This was originally posted on the Zooniverse blogs here.
This the the third post in a series about how, at a high level, the Zooniverse collection of citizen science projects work. In the first post I described the core domain model description that we use – something that turns out to be a crucial part of faciliating conversation between scienctists and developers. In the second I covered about some of the core technologies that keep things running smoothly. In this and the next few posts I’m going to talk about parts of the Zooniverse that are subtle but important optimisations. Things such as how we pick which Subject to show to someone next, how we decide when a Subject is complete, and measuring the quality of a person’s Classifications.

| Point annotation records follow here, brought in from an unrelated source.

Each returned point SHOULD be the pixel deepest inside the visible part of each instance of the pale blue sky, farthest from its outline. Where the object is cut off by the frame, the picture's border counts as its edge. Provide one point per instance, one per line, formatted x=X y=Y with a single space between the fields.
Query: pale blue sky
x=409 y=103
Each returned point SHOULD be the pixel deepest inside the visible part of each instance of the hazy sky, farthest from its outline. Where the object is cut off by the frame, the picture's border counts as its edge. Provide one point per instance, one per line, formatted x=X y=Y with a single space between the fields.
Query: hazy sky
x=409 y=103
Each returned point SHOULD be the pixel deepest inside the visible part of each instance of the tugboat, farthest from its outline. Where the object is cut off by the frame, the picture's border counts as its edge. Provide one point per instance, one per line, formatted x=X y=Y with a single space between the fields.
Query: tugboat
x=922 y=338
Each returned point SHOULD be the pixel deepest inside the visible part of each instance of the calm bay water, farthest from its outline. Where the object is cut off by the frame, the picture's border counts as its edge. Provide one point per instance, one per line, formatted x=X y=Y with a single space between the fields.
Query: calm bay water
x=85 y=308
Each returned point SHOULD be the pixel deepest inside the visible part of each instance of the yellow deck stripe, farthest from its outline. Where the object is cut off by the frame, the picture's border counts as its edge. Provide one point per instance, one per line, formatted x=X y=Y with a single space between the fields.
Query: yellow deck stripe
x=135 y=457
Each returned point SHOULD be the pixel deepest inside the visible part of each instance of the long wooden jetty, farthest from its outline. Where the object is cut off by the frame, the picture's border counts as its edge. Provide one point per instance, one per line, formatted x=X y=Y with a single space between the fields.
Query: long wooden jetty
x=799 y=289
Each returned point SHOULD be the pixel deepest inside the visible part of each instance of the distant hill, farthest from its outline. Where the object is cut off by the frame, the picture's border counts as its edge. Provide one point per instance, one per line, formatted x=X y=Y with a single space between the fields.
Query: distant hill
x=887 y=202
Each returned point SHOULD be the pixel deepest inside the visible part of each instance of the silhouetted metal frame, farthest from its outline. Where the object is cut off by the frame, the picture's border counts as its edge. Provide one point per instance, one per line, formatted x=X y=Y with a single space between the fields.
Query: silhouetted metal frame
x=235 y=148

Much of what I’m about to describe probably isn’t obvious to the casual observer but these are some of the pieces of the Zooniverse technical puzzle that as a team we’re most proud of and have taken many iterations over the past five years to get right. This post is about how we decide what to show to you next.
A Quick Refresher
At its most basic, a Zooniverse citizen science project is simply a website that shows you some data images, audio or plots, asks you to perform some kind of analysis on interpretation on it and collects back what you said. As I described in my previous post we’ve abstracted most of the data-part of that workflow into an API called Ouroboros which handles functionality such as login, serving up Subjects and collecting back user-generated Classifications.
Keeping it Fast
The ability for our infrastructure to scale quickly and predictably is a major technical requirement for us. We’ve been fortunate over the past few years to receive a fair bit of attention in the press which can result in tens or hundreds of thousands of people coming to our projects in a very short period of time. When you’re dealing with visitor numbers at that scale ideally you want everyone to have a pleasant experience.

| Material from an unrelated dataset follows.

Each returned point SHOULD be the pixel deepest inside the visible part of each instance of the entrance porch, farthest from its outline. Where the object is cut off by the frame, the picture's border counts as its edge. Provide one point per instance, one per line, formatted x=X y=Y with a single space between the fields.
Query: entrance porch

Let’s think a little more about what absolutely has to happen when a person visits for example Galaxy Zoo:
- We need to show a login/signup form and send the information provided by the individual back to the server.

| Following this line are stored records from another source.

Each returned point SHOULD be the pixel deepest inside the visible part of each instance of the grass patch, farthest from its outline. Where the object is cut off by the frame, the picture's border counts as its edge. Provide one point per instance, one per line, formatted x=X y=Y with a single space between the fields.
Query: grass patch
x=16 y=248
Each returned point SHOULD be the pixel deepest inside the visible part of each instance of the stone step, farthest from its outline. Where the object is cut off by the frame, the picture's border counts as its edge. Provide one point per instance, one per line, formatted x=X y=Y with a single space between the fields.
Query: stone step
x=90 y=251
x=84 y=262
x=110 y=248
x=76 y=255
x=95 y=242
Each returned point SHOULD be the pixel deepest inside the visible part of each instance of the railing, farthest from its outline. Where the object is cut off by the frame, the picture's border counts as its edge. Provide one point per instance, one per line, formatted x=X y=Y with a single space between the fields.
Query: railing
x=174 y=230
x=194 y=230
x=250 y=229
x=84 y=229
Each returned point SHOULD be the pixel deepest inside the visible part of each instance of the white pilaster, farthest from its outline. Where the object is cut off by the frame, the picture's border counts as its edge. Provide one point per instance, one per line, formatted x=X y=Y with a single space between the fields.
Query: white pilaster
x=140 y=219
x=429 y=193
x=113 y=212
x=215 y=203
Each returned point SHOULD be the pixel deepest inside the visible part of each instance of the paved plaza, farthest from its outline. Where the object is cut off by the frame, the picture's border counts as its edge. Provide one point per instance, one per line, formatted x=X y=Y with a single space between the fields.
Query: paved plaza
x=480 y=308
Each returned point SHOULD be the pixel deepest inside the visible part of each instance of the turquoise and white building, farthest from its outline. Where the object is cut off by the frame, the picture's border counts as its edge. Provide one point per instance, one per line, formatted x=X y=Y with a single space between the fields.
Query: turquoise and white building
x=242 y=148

- Once registration/login is complete we need to serve back some personal information (such as a screen name).
- We need to pick some Subjects to show.
For many of the operations that happen in the Zooniverse, a record is written to a database somewhere. When trying to improve the performance of code that involves databases, a key strategy is to try and avoid querying these database as much as possible especially if the queries are complex and the databases are large as these are often the slowest parts of your application.
What count’s as ‘complex’ and ‘big’ in database terms varies based upon the types of records that you are storing, the choices you’ve made about how to index them and the resources you provide to the database server i.e. how much RAM/CPU you have available.
Keeping it personal
If there's one place that complex queries are guaranteed to reside in a Zooniverse project codebase then it's the part where we decide what to show to a particular person next. It's complex, in need of optimisation and potentially slow for a number of reasons:
- When selecting a Subject we need to pick from one that a particular User hasn’t seen before.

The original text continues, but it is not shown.